/0/19544/coverbig.jpg?v=35c997e86f9a5ecedaa53a92ceb930c8)
Wira menemui pacarnya yang ia kenal secara online, ia berpikir jika pacarnya itu amat menyayanginya, tetapi ternyata...
[Bang, turunnya di mana nih?]
[Di pasar dek, bilang aja gitu sama sopirnya]
[Oke bang]
"Bang, turun di pasar ya." Katanya seorang gadis kepada sopir travel itu.
"Pasar udah lewat dek."
"Serius bang?"
"Iya dek, pasar udah lewat dari tadi."
"Yaudah, kalau gitu di sini aja deh bang."
Gadis itu segera turun dengan membawa barang-barangnya, kembali menghubungi sang pacar.
[Bang, aku udah turun, tetapi pasarya udah lewat kata abang itu]
Ia mulai merasa cemas karena tak mengenal daerah itu sama sekali, apalagi ini kali pertamanya ia datang ke daerah ini.
[Kamu di mana sekarang?]
[Aku nggak tau bang, pokoknya udah lewat pasar]
Ia kembali merengek, takut tersesat di kampung orang dan tak jadi bertemu dengan sang kekasih.
[Sekarang kamu lihat sekeliling kamu, apa yang ada di sana?]
Gadis itu lansung melihat ke kiri dan ke kanan untuk mencari petunjuk.
[Aku ada di sebelah toko serb 35, yang ada di dekat tower tiga buah itu]
[Oke, kamu tunggu aja di sana, abang jemput kamu ke sana sekarang]
Panggilan wa itu terputus, dan tak lama setelah itu ada langgilan masuk lagi.
[Hallo]
[Wira, kamu udah sampai?] Tanya sang ayah yang sudah sanagt cemas sekali di rumah karena putrinya pergi sendirian ke daerah yang belum pernah ia datangi sebelumnya.
[Udah yah]
[Terus mana Amri? Ayah mau bicara]
[Dia masih di jalan menuju ke sini untuk jemput aku, karena tadi dia nunggunya di pasar, tadi mobilnya kelewat dari pasar itu]
Wira lansung saja menjelaskan karena ia yakin jika orang tuanya pasti akan sangat khawatir sekali dengannya.
[Yaudah kalau gitu, nanti telvon ayah lagi kalau udah sampai]
[Oke yah]
Panggilan kembali terputus, gadis itu lansung meletakkan hp nya kembali ke dalam tas.

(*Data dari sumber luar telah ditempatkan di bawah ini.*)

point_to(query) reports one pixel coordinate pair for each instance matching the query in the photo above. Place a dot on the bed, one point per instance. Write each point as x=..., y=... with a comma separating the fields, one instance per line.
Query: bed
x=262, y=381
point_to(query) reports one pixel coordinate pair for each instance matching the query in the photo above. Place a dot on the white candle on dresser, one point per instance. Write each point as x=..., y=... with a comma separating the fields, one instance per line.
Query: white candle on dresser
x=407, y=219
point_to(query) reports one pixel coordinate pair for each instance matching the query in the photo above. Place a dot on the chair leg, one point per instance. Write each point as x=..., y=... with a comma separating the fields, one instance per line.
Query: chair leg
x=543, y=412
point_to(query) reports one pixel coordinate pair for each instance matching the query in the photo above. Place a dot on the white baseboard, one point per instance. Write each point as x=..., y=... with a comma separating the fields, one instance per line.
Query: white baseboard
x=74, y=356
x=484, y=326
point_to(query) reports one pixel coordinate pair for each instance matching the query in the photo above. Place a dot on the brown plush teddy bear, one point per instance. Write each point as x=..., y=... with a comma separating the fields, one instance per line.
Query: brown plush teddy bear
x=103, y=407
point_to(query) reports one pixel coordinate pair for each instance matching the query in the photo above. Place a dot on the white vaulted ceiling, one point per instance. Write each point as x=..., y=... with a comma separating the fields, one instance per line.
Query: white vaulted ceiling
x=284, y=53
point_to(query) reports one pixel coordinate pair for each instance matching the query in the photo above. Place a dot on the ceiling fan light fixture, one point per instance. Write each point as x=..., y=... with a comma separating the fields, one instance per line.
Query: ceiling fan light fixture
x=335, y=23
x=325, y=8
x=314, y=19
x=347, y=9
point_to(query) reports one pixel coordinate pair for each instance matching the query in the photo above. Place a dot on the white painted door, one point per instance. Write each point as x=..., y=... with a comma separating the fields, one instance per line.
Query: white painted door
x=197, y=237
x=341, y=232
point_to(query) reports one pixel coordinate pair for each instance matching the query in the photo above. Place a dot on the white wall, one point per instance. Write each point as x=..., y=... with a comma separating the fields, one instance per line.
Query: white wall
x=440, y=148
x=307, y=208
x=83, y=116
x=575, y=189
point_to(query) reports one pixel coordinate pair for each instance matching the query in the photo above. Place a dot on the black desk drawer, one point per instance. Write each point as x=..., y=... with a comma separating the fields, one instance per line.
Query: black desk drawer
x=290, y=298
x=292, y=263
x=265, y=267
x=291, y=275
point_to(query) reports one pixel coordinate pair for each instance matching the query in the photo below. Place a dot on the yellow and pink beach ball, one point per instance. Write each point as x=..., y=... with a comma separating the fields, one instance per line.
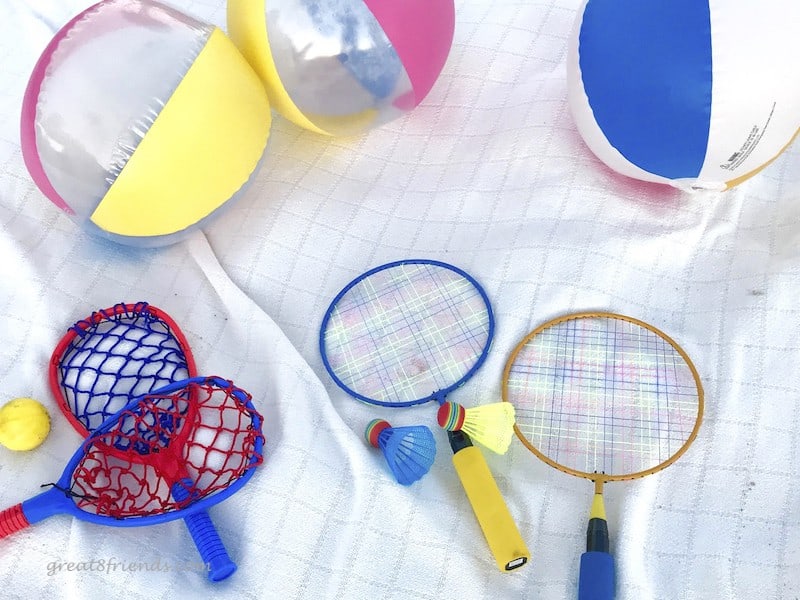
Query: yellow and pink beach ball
x=141, y=122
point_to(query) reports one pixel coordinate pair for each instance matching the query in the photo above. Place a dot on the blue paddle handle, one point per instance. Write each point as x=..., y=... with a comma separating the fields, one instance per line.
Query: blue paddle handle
x=596, y=577
x=205, y=536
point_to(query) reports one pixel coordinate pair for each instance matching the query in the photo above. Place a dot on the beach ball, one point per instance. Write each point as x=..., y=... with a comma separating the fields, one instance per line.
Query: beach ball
x=141, y=122
x=341, y=67
x=698, y=94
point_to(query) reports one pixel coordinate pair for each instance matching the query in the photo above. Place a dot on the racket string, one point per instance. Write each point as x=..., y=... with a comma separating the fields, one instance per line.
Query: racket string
x=603, y=394
x=406, y=333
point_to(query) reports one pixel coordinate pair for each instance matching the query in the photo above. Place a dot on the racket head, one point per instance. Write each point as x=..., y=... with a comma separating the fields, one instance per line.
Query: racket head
x=603, y=396
x=406, y=332
x=110, y=481
x=114, y=355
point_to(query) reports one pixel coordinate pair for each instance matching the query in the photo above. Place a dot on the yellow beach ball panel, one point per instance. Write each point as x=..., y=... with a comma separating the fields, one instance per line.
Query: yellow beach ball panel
x=220, y=105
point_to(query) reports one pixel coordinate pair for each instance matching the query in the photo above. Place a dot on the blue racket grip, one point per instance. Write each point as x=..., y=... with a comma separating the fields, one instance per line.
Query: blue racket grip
x=207, y=540
x=596, y=580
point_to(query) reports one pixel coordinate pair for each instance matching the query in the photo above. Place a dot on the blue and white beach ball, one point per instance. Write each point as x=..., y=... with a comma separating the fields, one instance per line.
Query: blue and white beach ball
x=699, y=94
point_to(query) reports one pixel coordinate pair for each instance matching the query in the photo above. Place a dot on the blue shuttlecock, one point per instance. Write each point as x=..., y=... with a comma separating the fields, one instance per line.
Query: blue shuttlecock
x=409, y=451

"Aku buang di sini ajalah muntahnya." Ia lansung saja membuang kantong kresek yang berisi muntahnya itu.
Ia berusaha untuk menghilangkan rasa sakit yang ada di kepalanya itu akibat terlalu lama dalam mobil.
'Akhirnya.'
Gadis yang baru berusia sekitar 24 tahun itu nampak sangat bersemangat sekali, meski masih ada sedikit rasa mual yang tak kunjung pergi darinya.
Ini kali pertamanya ia akan bertemu dengan pacarnya setelah mereka pacaran selama dua tahun secara online saja.
Gadis itu tak lain adalah Wira, ia kenal dengan sanga pacar melalui fb, dan hubungan mereka berlanjut tetapi pacarnya itu selalu tak bisa menemuinya dengan banyak alasan.
Karena ia sudah sangat mencintai sang pacar dan keinginan yang besar untuk menikah, maka ia memberanikan diri untuk datang menemui sang kekasih ke kampung halamannya meski ia belum pernah ke sana sekalipun.
Pacarnya berjanji, jika ia berani untuk datang ke sana, maka pacarnya itu akan menikahinya tahun itu juga dan takkan mempermasalahkan kekurangan apapun juga yang ada pada Wira.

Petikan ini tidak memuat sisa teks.